I remember cutting out a magazine ad that said with $2 and some box tops they would send you a special kind of gum that had tapeworm eggs in it and when you chewed it the worms would hatch and eat up all the food you consumed. It sounded like a splendid idea to me--a way to have your cake and eat it too, so to speak. I sent in my $2 and the box tops, but the gum never materialized. When I told this story to a friend recently, she said, "You're a smart girl, Jane. How did you get duped into believing this and sending in the money?" Because I was 13 (hence immortal) and health wasn't a factor if it meant getting thin. I knew tapeworms weren't fatal. If it had been a bubonic virus I was sending away for, I'd have thought twice--maybe.
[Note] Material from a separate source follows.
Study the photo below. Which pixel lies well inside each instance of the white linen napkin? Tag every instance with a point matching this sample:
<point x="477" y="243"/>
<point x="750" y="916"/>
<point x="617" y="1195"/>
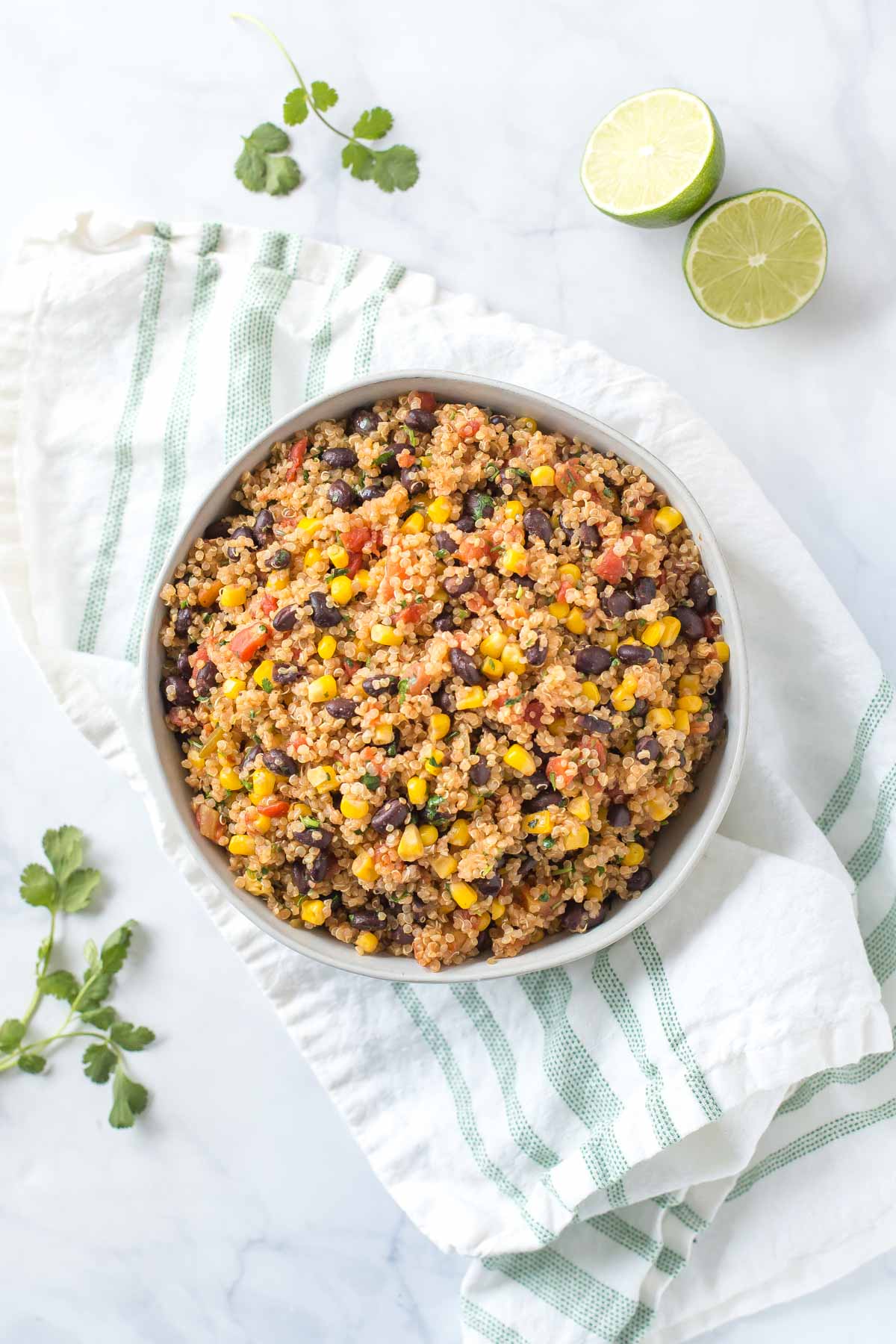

But anything that would allow me to get thin without having to do something active seemed attractive. Mind you, I wasn't as extreme as a few other girls, who had to be hospitalized because they refused to eat, but I prided myself on being one of the thinnest in the class.
Then, in sophomore year, Carol Bentley, a wet-eyed brunette from Toledo, Ohio, entered Emma Willard and became my best friend. I remember first seeing her as I was stepping out of the dorm shower. She was naked and took my breath away. I had never seen a body like hers: fully developed breasts that stood straight out over a tiny waist, and narrow hips with long, chiseled legs. I felt certain right then that she would end up running the world and that if I hung around long enough, some of her power would rub off on me. Already I had learned to equate the perfection of a woman's body with power and success.
Perfect body notwithstanding, Carol joined me in having major body-image issues. It was she who introduced me to bingeing and purging, what we now know as bulimia. She said the idea came to her in a class on the history of the Roman Empire. She read that the Romans would gorge themselves on food during orgiastic feasts and then put their fingers down their throats to make themselves throw it all back up and start over again. The idea of being able to eat the most fattening foods and never having to pay the consequences was very appealing.